The church in Miraz did not have a Eucharist this evening, nor in the morning, but at 7.00pm the church was opened by the volunteers and we had a brief service of quiet reflection. It was very lovely.
I had dinner with Martin and another Dutch guy, Case, in a restaurant down the road: soup, pork, almond flan, red wine and coffee. Also met up with an Australian couple walking the Camino.
It was cold this evening, and after such a walk I am feeling very tired. The Spanish Brandy with which we finished the meal was warming and welcome.
As I get nearer to Santiago there seems to be more people walking, and the Albergues are filling up much more quickly. Yesterday, even though I arrived at about 3.30, there were only two beds left. I guess this is because some people walk the Camino from only about 100 km away, and I am approaching that point.
I started early again today, just before dawn. Breakfast was a banana and some bread and jam.
It was really nice to put on clean clothes this morning. Yesterday afternoon I shared a great load of washing in a proper washing machine and dryer with Catherine from France, Aileen from Germany and Eva from the Czech Republic. I have been hand washing clothes each day I hasten to add, but this doesn’t get them really clean, and drying them is even more of a problem, so I am often putting on slightly damp clothes or attaching them to the back of my rucksack to dry during the day.
After only half a kilometre I passed a cafe, and thinking this might be the only one for at long while stopped for coffee.

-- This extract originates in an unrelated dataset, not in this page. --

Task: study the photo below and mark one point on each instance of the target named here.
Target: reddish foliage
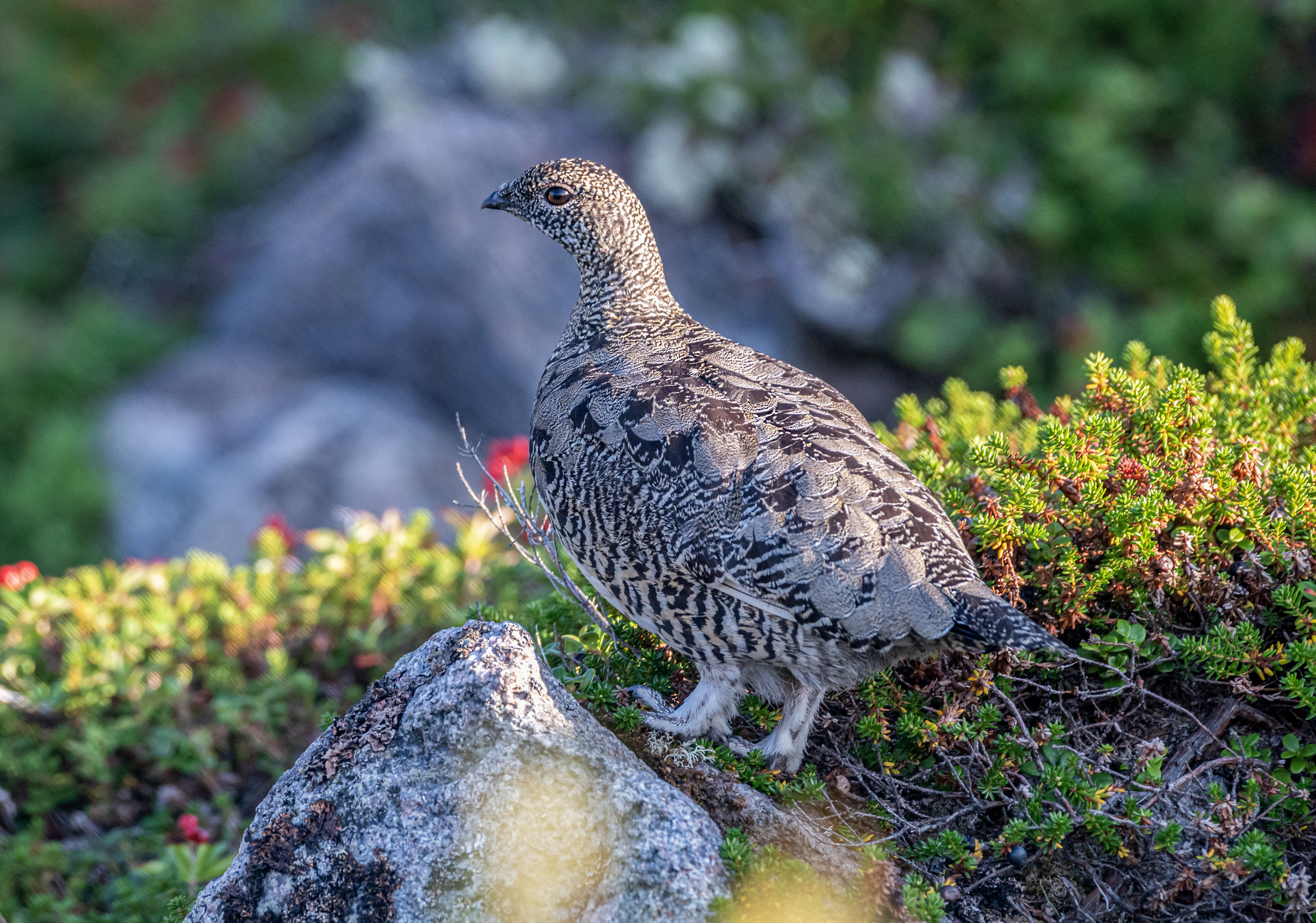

Today’s walk was a relatively easy one. It was more like walking in Essex. The path was flat. Where yesterday it was all blue sky and sunshine, today has been overcast and chilly. I walked for a little while with Martin from Holland and Aileen from Germany, and we did find somewhere else for coffee along the way. I then stopped by a beautiful little medieval bridge over a river to say my prayers, and then carried on walking through a forest of oak trees.
Towards lunchtime I saw lots of sparrows. You don’t see so many sparrows in England nowadays, at least not on our bird table, yet they were so common when I was a boy. It was lovely to watch them dancing and darting along the hedgerow. Walking for a short while alongside an autoroute I saw a road sign saying Santiago 131km. Getting there.
I reached Vilalba by two and stopped for the day, staying st a small hostel: so pretty basic, but a room of my own and hopefully a good night’s sleep. Just a 20km walk today. Almost a stroll. Dinner tonight was not so good: some rather ordinary chicken and chips. As I leave the coast behind I seem to be leaving the good food behind as well.